Here's the query I'm running:
INSERT INTO TABLE dev.aggregates
PARTITION (p_date='2024-03-03')
BY NAME
SELECT '13x1' AS dimensions
FROM dev.other_aggregates
LIMIT 3
Interestingly, if I modify the query to get rid of the FROM portion, it executes successfully:
INSERT INTO TABLE dev.aggregates
PARTITION (p_date='2024-03-03')
BY NAME
SELECT '13x1' AS dimensions
Here's my target insert table definition from show create table dev.aggregates:
CREATE EXTERNAL TABLE `dev.aggregates`(
`dimensions` string COMMENT '')
PARTITIONED BY (
`p_date` varchar(11) COMMENT '')
ROW FORMAT SERDE
'org.apache.hadoop.hive.ql.io.parquet.serde.ParquetHiveSerDe'
STORED AS INPUTFORMAT
'org.apache.hadoop.hive.ql.io.parquet.MapredParquetInputFormat'
OUTPUTFORMAT
'org.apache.hadoop.hive.ql.io.parquet.MapredParquetOutputFormat'
LOCATION
's3://airflow-dev/tables/aggregates/parquet'
TBLPROPERTIES (
" 'parquet.compression'='SNAPPY', "
" 'projection.enabled'='true', "
" 'projection.p_date.format'='yyyy-MM-dd', "
" 'projection.p_date.interval'='1', "
" 'projection.p_date.interval.unit'='DAYS', "
" 'projection.p_date.range'='2023-12-01,NOW', "
" 'projection.p_date.type'='date', "
'storage.location.template'='s3://airflow-dev/tables/aggregates/parquet/p_date=${p_date}')
Here's a bit more of the stacktrace:
File "/tmp/spark-9ef48e87-4e57-4225-a373-6579254c3f89/spark_job_runner.py", line 66, in <module>
run_spark_commands(spark, sql_commands)
File "/tmp/spark-9ef48e87-4e57-4225-a373-6579254c3f89/spark_job_runner.py", line 41, in run_spark_commands
spark_runner.sql(command_string)
File "/usr/lib/spark/python/lib/pyspark.zip/pyspark/sql/session.py", line 1631, in sql
File "/usr/lib/spark/python/lib/py4j-0.10.9.7-src.zip/py4j/java_gateway.py", line 1322, in __call__
File "/usr/lib/spark/python/lib/pyspark.zip/pyspark/errors/exceptions/captured.py", line 179, in deco
File "/usr/lib/spark/python/lib/py4j-0.10.9.7-src.zip/py4j/protocol.py", line 326, in get_return_value
py4j.protocol.Py4JJavaError: An error occurred while calling o101.sql.
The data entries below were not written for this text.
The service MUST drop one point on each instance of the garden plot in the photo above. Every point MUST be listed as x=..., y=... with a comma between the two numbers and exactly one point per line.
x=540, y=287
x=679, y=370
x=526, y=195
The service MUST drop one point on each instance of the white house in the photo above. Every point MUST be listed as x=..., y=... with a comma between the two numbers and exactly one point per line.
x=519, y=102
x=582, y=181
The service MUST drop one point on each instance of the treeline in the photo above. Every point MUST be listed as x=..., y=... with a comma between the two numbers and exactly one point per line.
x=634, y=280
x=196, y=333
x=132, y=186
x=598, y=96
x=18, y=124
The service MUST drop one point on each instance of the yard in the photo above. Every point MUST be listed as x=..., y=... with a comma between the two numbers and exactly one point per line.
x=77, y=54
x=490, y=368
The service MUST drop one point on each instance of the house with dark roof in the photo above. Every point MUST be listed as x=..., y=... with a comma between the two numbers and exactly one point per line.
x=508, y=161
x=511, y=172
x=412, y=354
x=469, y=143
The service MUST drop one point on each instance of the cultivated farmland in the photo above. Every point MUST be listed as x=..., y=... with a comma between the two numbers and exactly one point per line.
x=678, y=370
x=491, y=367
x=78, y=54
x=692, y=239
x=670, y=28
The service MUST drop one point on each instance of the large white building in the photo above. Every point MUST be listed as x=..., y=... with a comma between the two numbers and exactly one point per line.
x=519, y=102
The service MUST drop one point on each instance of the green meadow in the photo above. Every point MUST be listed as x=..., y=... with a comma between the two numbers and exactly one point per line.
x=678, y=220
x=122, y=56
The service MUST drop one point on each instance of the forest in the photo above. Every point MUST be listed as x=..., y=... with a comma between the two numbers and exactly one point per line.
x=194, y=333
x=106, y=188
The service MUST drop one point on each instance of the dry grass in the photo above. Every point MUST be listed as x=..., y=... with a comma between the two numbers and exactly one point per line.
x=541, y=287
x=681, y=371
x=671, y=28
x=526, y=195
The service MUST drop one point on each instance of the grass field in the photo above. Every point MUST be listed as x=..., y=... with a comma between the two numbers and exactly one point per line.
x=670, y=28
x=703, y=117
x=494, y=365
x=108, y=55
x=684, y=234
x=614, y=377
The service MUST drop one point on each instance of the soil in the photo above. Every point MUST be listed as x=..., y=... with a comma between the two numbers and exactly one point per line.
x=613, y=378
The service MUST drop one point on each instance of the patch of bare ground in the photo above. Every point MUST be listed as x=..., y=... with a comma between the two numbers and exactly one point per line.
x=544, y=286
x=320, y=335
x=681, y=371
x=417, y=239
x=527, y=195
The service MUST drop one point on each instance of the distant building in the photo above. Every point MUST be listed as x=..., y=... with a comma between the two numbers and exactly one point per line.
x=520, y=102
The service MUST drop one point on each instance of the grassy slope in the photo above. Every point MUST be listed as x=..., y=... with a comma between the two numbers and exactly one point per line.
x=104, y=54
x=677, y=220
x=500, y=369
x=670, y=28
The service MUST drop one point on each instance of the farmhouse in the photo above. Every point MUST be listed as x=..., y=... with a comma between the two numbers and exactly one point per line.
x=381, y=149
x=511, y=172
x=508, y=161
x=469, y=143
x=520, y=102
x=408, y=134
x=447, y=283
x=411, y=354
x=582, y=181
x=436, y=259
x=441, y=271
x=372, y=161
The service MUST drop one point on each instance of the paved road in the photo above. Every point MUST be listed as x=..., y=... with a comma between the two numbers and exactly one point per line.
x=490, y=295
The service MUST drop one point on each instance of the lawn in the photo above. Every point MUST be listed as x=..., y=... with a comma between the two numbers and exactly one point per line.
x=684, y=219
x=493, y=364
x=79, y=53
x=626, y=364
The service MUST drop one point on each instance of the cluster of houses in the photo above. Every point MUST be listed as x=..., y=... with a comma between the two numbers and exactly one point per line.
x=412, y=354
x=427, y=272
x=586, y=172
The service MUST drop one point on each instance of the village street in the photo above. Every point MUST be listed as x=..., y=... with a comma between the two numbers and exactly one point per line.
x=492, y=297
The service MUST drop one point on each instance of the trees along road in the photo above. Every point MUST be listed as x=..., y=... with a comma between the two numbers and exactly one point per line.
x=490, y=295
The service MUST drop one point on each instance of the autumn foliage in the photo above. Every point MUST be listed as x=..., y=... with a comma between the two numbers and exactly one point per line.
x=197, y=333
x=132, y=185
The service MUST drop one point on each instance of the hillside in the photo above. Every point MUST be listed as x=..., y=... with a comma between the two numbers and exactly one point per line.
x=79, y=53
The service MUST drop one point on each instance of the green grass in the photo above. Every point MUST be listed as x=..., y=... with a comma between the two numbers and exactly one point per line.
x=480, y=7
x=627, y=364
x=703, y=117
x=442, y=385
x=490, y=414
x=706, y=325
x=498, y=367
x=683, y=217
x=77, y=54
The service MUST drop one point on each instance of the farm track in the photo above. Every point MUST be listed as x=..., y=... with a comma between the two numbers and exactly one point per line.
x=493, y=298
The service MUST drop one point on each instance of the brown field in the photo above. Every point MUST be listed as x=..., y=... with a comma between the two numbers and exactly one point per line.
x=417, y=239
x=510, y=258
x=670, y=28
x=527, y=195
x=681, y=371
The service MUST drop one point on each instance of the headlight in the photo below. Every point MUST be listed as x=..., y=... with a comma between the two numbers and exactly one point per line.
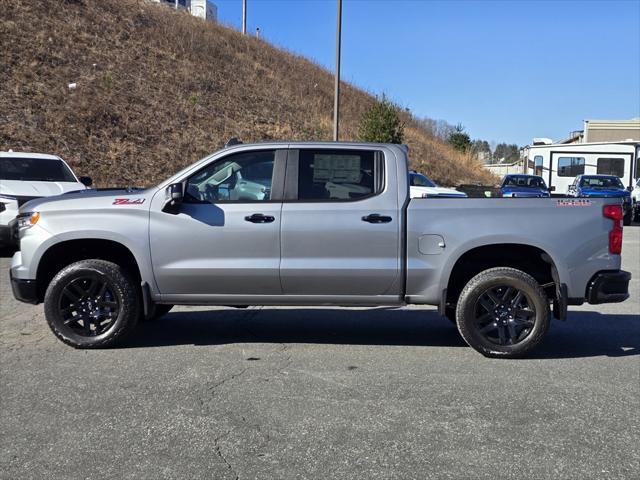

: java.lang.IndexOutOfBoundsException: Index 1 out of bounds for length 1
at java.base/jdk.internal.util.Preconditions.outOfBounds(Preconditions.java:64)
at java.base/jdk.internal.util.Preconditions.outOfBoundsCheckIndex(Preconditions.java:70)
at java.base/jdk.internal.util.Preconditions.checkIndex(Preconditions.java:266)
at java.base/java.util.Objects.checkIndex(Objects.java:361)
at java.base/java.util.ArrayList.get(ArrayList.java:427)
at org.apache.hadoop.hive.ql.metadata.Table.createSpec(Table.java:881)
at org.apache.hadoop.hive.ql.metadata.Table.createSpec(Table.java:873)
at org.apache.hadoop.hive.ql.metadata.Partition.getSpec(Partition.java:416)
at org.apache.spark.sql.hive.client.HiveClientImpl$.fromHivePartition(HiveClientImpl.scala:1245)
at org.apache.spark.sql.hive.client.HiveClientImpl.$anonfun$getPartitions$4(HiveClientImpl.scala:832)
at scala.collection.TraversableLike.$anonfun$map$1(TraversableLike.scala:286)
at scala.collection.Iterator.foreach(Iterator.scala:943)
...
Thanks in advance for any clues you might offer.